Sinceramente, toda a elaboração do meu projeto foi algo bem particular. Mas eu gostaria de agradecer as primeiras crews que me abriram as portas para apresentar meu trabalho para o público, Cosmic Crew, Xibalba e Syncronia. Ter o apoio de festas tão especiais logo no início da minha jornada foi crucial.

Temos muitos leitores que ainda não ouviram seu som. Como você poderia dar uma breve descrição em palavras da sua sonoridade e o que deseja causar na platéia nas apresentações da Khaline?

Eu gosto de sons mais densos e com BPMs elevados. A obscuridade desse estilo de som representa uma paisagem sonora introspectiva, um mergulho dentro de si para sentir e processar coisas que ninguém, além de si mesmo, tem acesso. É um convite a meditação ativa, através da dança. Apesar da pista de dança ser uma experiência coletiva, a interpretação e a forma de sentir o som vai ser individual. E mesmo que o ouvinte acesse suas emoções mais desconfortáveis neste processo, tento trazer algo de belo ou emocional, para que no fim, seja um processo pessoal satisfatório.

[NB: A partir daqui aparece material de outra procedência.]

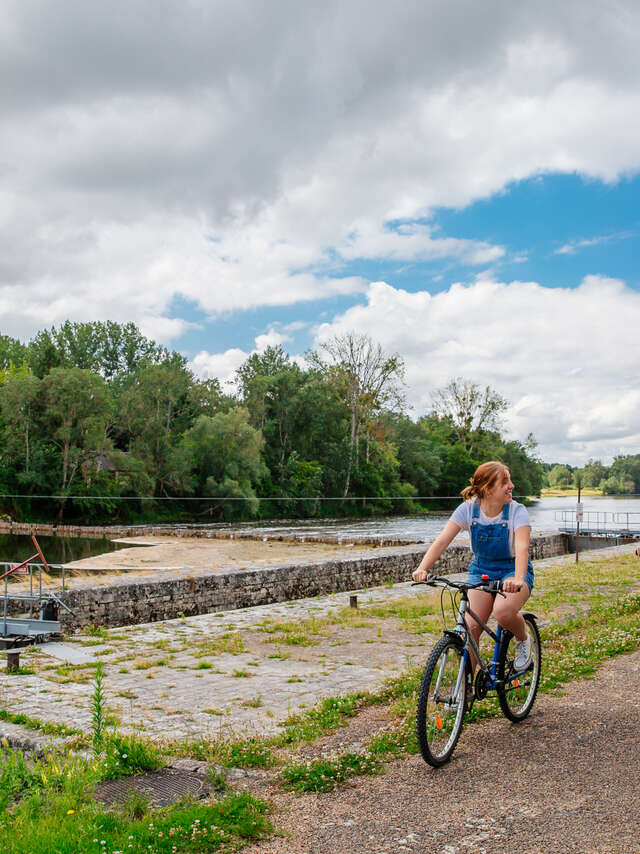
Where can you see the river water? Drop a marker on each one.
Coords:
(546, 515)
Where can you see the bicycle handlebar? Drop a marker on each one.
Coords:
(494, 587)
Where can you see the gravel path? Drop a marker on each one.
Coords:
(565, 780)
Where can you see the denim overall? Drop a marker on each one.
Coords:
(491, 551)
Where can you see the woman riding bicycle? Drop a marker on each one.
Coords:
(500, 532)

Certamente, Khaline é um exemplo de expressão original e que vem surpreendendo as pistas por onde passa. Temos uma boa parcela do público da Colors DJ Magazine que também vem trabalhando na produção ou na mixagem como DJ e que deseja estar comandando pistas num futuro próximo. O que você recomenda para nossos leitores que têm essas aspirações?

Posso recomendar coisas que funcionaram pra mim: seja paciente, não tenha pressa em lançar seu projeto se você não trabalhou na evolução dele o suficiente. Se aperfeiçoe e peça opiniões sinceras de alguém que entenda do assunto. Seja autêntico, você pode se inspirar em outros artistas, mas não queira ser igual a ele. Use suas próprias referências, se inspire em estilos de som que também façam parte da sua personalidade. Se programe e tenha um planejamento detalhado dos seus próximos passos (lançamentos, identidade visual do seu projeto, divulgações, etc).